Named after Atalanta the heroine from Greek mythology Atalanta Ltd (1921–1937) was an engineering company set up in 1921 in the UK by a small group of women engineers. It was considered notable at the time for providing employment specifically for women engineers, who were barred from many engineering works and apprenticeships.

== Founding ==
Dora Turner and Annette Ashberry, who were working for Galloway Engineering at their Tongland Works, decided to set up a company that would allow women to gain experience in engineering. They then approached the founders of the Women's Engineering Society for support and financial backing.

There were eight people involved in foundation of the company. The company's chair was Lady Katherine Parsons, who was also one of the principal shareholders along with Lady Eleanor Shelly-Rolls. Annette Ashberry was a director, along with Rachel Parsons, Caroline Haslett, Dora Turner, and Herbert Schofield, the head of Loughborough College of Technology.

== Manufacturing ==
The first headquarters of the organisation consisted of three walls and a mud floor, and was occupied by pigs and chickens. The founders completed the building work to make the space habitable, including a concrete floor, lathes and a gas supply. They manufactured oil burners and surface plates. In 1922, the company moved to London and added adjustable spanners, screwdrivers and drilling jigs to their list of manufactured products.

== Social goals ==
The objective of the company was to provide careers for women who had been employed in engineering during the First World War and were made redundant at the war's end, often as a result of the Restoration of Pre-War Practices Act 1919, which forced women to give up their posts in favour of returning servicemen unless they had been working in the same role before the war.

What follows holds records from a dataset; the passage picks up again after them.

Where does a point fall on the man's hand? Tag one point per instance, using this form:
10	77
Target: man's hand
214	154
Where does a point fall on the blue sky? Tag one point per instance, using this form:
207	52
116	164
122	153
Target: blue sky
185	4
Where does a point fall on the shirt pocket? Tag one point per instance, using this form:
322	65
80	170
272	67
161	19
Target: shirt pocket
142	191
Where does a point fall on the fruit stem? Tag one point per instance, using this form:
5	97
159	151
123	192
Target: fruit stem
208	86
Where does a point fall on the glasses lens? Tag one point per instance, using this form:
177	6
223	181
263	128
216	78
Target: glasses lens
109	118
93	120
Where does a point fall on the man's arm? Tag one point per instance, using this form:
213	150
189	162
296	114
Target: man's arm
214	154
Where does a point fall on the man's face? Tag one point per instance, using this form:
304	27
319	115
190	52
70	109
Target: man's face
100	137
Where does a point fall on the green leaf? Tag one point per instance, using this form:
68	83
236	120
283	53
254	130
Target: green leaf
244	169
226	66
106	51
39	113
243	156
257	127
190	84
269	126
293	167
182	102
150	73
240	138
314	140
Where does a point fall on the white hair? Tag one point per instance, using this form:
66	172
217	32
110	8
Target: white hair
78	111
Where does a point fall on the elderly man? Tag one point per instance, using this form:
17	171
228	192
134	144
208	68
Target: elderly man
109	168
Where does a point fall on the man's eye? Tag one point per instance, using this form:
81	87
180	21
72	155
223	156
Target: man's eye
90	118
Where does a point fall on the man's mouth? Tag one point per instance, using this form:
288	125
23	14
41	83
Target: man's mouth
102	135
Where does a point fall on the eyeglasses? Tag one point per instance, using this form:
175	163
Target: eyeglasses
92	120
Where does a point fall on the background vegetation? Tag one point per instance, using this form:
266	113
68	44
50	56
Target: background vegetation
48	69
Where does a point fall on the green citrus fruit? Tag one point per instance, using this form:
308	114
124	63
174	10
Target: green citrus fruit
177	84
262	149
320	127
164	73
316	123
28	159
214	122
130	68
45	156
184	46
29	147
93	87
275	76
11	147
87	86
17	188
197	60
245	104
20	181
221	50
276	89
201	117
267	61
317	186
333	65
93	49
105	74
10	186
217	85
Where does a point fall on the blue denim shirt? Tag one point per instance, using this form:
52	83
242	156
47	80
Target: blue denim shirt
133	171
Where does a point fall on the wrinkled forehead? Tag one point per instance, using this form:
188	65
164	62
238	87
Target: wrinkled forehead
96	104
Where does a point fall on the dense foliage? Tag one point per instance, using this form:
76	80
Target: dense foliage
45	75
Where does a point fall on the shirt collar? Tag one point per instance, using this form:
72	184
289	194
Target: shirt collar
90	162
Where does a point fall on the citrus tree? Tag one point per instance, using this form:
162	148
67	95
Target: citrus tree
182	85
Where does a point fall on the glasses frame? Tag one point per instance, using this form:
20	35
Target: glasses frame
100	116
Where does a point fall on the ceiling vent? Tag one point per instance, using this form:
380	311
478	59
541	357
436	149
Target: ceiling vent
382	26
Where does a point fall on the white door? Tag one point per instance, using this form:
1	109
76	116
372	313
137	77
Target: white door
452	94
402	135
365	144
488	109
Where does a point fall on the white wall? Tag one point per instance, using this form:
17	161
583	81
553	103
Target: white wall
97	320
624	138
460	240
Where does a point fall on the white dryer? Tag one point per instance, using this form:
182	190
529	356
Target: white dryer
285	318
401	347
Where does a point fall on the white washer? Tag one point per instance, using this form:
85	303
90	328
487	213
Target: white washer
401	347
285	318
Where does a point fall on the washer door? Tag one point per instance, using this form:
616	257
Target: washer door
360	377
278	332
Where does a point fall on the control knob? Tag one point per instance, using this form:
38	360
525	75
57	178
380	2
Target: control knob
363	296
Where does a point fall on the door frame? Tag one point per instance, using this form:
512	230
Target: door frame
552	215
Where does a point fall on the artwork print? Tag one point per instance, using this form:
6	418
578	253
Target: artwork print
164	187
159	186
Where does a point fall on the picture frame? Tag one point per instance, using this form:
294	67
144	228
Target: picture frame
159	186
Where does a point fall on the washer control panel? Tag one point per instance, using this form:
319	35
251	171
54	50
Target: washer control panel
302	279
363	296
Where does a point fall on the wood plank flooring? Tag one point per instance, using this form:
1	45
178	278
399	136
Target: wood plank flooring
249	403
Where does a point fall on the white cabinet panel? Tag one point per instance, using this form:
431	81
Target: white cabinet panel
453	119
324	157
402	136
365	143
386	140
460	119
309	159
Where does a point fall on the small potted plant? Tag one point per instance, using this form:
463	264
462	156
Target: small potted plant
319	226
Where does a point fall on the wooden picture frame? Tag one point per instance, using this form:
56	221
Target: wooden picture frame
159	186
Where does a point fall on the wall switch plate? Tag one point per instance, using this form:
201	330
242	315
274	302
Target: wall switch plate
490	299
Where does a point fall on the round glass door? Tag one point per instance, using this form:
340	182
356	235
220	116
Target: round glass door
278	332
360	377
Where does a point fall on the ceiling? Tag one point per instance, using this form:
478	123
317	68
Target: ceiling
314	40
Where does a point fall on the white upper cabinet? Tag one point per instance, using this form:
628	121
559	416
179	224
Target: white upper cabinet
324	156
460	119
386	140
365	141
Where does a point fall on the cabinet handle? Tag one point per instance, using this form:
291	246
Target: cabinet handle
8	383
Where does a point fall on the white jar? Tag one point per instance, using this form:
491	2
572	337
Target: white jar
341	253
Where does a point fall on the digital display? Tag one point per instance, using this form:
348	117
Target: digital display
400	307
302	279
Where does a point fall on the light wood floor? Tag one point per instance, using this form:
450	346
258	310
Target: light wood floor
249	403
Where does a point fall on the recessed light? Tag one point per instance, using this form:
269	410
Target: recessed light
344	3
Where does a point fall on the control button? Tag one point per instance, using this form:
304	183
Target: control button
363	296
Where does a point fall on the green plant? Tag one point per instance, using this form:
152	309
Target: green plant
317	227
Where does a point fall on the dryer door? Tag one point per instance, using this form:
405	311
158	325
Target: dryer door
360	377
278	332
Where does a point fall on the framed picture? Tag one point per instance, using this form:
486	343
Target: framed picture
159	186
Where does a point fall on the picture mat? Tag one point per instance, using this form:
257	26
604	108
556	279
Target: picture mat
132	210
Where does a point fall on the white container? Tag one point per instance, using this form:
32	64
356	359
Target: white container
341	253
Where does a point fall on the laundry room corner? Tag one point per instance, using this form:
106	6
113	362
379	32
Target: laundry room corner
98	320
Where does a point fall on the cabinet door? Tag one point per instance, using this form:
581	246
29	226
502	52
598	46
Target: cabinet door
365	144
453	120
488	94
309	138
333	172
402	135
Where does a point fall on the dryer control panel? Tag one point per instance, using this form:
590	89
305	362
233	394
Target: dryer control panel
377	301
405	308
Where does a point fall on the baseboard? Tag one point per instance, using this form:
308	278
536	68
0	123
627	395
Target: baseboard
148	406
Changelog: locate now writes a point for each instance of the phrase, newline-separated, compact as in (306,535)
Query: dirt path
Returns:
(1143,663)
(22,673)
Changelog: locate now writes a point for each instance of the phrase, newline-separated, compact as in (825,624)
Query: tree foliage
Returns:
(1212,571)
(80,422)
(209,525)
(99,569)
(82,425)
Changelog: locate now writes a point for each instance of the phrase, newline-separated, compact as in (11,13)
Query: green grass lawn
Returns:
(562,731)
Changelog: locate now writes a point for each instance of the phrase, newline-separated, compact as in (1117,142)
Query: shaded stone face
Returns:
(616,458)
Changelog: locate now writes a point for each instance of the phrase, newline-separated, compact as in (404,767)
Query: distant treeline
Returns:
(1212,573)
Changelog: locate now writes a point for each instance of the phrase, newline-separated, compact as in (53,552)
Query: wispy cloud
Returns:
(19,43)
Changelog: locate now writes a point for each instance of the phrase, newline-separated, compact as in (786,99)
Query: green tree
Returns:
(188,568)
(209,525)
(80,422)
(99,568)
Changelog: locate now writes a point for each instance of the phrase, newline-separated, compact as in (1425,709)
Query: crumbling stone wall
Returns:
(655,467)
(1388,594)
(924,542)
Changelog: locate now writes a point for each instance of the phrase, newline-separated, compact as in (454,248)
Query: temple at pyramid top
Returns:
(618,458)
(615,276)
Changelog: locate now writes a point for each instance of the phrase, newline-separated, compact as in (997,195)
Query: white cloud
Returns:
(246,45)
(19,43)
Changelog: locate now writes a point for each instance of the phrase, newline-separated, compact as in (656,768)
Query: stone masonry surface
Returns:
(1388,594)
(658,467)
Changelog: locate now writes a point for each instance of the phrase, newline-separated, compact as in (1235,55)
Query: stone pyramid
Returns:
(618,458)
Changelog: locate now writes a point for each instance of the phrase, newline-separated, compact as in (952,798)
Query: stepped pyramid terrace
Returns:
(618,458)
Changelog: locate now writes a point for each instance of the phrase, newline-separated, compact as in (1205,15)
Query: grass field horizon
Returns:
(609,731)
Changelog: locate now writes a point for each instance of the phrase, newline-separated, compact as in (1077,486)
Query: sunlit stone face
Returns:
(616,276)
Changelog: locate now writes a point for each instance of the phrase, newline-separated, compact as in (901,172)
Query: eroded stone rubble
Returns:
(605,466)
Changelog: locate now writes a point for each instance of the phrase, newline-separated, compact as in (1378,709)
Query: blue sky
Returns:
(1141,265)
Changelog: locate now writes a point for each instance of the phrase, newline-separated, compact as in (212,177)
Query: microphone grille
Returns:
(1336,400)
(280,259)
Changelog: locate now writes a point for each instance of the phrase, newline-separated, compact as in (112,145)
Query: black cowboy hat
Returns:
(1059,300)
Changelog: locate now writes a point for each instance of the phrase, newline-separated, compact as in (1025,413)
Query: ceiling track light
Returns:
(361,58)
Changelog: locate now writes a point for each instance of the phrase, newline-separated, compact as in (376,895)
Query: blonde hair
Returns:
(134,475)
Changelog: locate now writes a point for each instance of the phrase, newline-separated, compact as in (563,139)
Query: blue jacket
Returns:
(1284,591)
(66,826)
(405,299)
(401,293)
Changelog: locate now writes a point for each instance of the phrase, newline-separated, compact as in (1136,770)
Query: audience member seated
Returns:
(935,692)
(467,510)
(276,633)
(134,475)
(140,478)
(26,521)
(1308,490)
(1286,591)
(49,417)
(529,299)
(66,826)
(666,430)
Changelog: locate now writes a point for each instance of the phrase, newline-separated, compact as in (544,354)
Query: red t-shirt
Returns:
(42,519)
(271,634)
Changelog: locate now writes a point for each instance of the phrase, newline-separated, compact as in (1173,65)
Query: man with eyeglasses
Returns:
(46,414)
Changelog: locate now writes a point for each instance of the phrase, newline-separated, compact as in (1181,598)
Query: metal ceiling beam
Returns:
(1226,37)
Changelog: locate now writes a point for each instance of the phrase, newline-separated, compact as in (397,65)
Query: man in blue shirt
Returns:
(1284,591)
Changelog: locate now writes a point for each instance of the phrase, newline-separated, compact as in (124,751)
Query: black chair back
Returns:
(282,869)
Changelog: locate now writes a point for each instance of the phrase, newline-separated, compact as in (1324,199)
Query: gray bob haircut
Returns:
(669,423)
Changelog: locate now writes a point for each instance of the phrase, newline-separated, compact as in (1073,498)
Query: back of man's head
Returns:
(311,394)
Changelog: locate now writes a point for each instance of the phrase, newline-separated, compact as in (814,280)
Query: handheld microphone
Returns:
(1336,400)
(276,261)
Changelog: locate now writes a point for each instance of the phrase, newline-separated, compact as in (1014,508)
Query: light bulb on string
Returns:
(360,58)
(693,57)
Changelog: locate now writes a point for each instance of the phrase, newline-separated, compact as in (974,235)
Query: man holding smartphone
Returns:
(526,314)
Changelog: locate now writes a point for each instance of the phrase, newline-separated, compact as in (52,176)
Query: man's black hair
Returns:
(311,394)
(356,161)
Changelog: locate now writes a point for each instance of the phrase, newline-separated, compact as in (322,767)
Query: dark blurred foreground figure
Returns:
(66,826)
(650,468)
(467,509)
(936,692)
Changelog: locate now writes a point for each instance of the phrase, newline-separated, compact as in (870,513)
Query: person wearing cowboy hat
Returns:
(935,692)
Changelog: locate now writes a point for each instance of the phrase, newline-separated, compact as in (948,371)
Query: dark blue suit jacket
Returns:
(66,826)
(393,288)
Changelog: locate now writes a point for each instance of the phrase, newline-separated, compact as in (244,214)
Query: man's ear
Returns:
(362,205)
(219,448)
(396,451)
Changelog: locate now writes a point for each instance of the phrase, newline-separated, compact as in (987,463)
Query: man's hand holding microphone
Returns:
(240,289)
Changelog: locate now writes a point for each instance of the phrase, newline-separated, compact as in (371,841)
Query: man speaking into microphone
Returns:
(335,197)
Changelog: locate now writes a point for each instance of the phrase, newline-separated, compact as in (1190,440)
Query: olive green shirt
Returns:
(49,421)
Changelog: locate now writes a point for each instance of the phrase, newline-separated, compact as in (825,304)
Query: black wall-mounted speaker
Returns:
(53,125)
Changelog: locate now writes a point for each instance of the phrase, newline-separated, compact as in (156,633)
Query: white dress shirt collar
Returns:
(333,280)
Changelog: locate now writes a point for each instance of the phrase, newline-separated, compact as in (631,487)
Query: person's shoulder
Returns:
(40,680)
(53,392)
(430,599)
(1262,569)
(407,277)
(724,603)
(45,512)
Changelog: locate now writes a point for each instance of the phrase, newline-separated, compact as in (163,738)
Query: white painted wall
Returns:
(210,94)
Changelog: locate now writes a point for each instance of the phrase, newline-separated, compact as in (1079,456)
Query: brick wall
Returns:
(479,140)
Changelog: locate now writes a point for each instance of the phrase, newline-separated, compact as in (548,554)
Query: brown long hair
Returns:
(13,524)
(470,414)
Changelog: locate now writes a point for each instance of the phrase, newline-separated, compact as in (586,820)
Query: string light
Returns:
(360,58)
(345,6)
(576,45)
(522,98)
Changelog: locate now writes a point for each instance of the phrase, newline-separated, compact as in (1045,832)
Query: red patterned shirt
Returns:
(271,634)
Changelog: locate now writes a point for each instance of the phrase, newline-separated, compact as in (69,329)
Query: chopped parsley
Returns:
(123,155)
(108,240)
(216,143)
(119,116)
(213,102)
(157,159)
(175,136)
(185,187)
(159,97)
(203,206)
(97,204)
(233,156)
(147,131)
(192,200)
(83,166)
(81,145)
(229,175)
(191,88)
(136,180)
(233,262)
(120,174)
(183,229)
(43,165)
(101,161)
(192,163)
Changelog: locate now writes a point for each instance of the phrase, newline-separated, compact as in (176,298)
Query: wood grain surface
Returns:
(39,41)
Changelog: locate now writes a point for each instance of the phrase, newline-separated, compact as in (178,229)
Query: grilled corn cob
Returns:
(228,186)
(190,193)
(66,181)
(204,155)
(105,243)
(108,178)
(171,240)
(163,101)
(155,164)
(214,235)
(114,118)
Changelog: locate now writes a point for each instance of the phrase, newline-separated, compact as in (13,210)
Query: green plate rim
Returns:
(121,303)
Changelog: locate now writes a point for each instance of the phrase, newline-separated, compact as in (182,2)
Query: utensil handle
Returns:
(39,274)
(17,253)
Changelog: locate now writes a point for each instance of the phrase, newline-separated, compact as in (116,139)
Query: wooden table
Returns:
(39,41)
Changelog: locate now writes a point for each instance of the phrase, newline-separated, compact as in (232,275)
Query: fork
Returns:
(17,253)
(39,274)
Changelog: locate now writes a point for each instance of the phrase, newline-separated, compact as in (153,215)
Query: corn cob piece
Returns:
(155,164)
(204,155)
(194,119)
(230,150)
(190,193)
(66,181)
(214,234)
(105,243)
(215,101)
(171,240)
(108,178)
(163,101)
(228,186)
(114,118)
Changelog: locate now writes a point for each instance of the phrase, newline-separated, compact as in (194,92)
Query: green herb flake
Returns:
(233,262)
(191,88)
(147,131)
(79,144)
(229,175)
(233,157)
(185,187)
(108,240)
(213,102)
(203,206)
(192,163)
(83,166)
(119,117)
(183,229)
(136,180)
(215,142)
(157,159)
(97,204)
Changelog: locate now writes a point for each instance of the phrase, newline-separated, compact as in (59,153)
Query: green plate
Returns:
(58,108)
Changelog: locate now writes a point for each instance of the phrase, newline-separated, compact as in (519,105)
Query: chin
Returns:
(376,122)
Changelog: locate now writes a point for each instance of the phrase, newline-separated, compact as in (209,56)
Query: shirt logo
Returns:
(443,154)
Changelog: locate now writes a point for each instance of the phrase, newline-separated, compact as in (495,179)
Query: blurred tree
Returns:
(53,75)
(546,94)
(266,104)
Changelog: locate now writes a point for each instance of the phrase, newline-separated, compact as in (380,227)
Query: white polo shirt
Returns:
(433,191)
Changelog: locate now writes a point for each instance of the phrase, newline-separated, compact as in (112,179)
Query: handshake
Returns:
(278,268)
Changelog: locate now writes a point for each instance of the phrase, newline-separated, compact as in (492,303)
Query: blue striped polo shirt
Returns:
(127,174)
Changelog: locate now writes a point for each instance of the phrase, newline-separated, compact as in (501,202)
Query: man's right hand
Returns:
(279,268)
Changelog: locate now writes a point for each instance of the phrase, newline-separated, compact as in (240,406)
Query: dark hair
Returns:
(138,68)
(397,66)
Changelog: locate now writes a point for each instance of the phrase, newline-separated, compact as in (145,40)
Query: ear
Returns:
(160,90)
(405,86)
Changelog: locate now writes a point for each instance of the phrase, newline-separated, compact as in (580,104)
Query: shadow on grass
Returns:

It also aimed to provide further training, initially at Loughborough College of Technology, where both Ashberry and Turner were studying.

In the 1920s, publications such as The Engineer, Flight international, Practical Engineer, and Engineers' Gazette published articles about the company, remarking on its novel social mission to employ women. The organisation also featured in feminist papers and in the Woman Engineer journal. The Woman Engineer explained that the company had been founded by women who 'seeing no scope for their activities, and having the natural road of success barred to them... decided to risk their all and to establish an engineering works where there will be absolute freedom for them to use the ability and skill which they possess.'

== Legacy ==
The company ceased manufacturing in 1928. According to historian Carroll Pursell, it ended in 'failure and recriminations' but inspired other organisations including the Electrical Enterprise, Ltd., and the Electrical Association for Women. Atalanta still exhibited in 1929 and 1931 at The Shipping, Engineering and Machinery Exhibition at Olympia.

It was removed from listed companies in 1937.

It is not related to the company Atalanta Ltd founded in 2008, or the social enterprise Atalanta, incorporated in 2017.